I say to the survivors: I can't imagine your pain; the hurt; the tears of shame; or the kids alone at night, crying themselves to sleep, not believed, wondering what they did wrong to bring this on themselves. I say to you, the survivors: thank you for your bravery, for sharing your stories, because now many of these powerful institutions have had their day of reckoning. They were exposed throughout the royal commission of caring more about their own reputations and protecting their own colleagues than they cared for the children who were under their protection, with the resistance, the lack of remorse and the lack of empathy eventually giving way to a national call for action to stop this from ever happening again. They were only held to account because of your bravery, your courage—the courage of survivors—and your determination to see justice being done.

On behalf of the Greens, on behalf of all of my colleagues, I want to thank those of you who have reached into your traumatic pasts to share your stories. You have contributed to some of the changes already made, and you will be instrumental in ensuring reforms that are yet to come. I cannot imagine your pain or the courage needed to share your stories, but, please, take pride in the fact that you have truly helped to shape the course of history in this country. You've created this moment, a moment of national determination that nothing like what you have endured at the hands of the powerful will ever happen again to future generations. We salute your bravery. I'm certain that many survivors have still kept that trauma to themselves, to be shared only with closest loved ones, some taking this secret to the grave. For many of you, putting down your past on paper, speaking your lives into the commission's transcripts of evidence, would have been too much to bear. You must carry that pain around with you every day.

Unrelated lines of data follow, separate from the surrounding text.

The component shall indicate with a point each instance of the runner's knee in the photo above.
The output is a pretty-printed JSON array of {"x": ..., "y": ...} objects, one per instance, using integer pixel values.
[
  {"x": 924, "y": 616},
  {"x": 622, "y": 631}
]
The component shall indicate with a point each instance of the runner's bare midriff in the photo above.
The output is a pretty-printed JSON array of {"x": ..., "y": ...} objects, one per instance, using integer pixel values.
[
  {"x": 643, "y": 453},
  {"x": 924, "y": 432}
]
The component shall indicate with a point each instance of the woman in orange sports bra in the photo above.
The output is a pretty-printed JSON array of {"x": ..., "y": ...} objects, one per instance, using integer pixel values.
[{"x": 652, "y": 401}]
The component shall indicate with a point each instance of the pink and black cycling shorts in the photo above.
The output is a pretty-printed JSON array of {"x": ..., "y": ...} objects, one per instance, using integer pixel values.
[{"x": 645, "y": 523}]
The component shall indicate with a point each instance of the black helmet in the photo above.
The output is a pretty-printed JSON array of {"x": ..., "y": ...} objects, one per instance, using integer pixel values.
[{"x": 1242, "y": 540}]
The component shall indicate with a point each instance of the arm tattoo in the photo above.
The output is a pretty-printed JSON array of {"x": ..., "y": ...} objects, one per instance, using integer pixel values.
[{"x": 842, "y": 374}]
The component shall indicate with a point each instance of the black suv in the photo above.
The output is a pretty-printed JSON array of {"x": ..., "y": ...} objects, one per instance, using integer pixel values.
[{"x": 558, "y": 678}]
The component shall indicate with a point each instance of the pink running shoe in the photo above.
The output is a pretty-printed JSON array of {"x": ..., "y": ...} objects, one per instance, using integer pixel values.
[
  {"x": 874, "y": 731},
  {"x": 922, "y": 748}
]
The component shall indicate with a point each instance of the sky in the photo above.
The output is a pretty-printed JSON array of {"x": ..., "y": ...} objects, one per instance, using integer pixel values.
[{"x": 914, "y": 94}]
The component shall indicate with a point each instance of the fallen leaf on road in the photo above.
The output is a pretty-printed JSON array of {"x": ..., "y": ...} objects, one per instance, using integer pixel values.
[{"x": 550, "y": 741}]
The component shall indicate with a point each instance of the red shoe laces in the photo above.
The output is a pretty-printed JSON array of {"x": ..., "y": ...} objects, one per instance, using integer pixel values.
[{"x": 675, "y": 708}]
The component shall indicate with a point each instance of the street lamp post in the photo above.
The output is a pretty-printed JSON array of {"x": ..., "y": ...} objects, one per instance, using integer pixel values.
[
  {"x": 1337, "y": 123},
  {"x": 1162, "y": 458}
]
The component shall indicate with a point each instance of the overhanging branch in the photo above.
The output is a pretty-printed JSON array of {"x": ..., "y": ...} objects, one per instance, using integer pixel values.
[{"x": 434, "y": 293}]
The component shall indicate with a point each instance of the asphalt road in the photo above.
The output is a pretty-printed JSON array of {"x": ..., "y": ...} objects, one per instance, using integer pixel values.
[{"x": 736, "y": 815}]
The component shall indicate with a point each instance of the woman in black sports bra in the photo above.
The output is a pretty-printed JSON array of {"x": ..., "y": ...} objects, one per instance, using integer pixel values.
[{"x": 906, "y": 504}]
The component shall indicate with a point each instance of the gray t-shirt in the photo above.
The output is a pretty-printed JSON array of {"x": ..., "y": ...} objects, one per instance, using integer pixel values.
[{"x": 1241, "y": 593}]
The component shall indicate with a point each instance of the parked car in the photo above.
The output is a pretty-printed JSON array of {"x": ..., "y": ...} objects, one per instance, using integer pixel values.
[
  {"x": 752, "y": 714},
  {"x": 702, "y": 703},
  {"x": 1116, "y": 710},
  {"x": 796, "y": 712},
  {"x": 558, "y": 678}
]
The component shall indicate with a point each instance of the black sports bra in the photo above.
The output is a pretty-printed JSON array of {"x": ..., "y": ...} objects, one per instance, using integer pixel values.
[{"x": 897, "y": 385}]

I had the great privilege of being in the Great Hall only a few weeks ago, and it was clear that that pain was still palpable. It was raw. It was on the surface. Many of you are being asked to trust another institution to deliver justice when you've been let down so badly, for so many years, by other powerful organisations. On behalf of my colleagues, I pledge to do everything we can in this chamber to stop this from ever happening again. There is no more solemn duty than to ensure that children can thrive in a caring, loving and supportive environment, free from even the slightest sign of physical and mental trauma. All children should be safe. We owe them nothing less.

This royal commission was also due to the bravery of others—people who were prepared to speak truth to power, who were prepared to sacrifice their own advancement to speak on behalf of the voiceless. Detective Chief Inspector Peter Fox, who was the whistleblower who saw it as his responsibility not to stay quiet and not to let this suffering continue, should be honoured. He chose to publicly expose the church's covering up of evidence about paedophile priests and how police investigations were methodically silenced. We thank him. It was Prime Minister Julia Gillard who responded to Mr Fox's evidence, using the powers that only executive governments have to launch a royal commission. It was a call that the Greens had made on a number of occasions, and we wholeheartedly endorsed this move by the former Prime Minister. We saw only a few weeks ago how grateful the many survivors were for Ms Gillard to be there in the room and to have allowed the course of history to change forever.

That is our duty: to care for people; to ensure that justice is done; to make right the wrongs of the past; to acknowledge that we can never undo the suffering, the pain, the trauma or the hurt but we can change the future that young children are born into. That is the test of whether this apology will have force, whether this apology is one that moves beyond an acknowledgement of the past and, indeed, allows us to change our future. Our solemn pledge is to do everything that we can do to make sure that these sins are never repeated.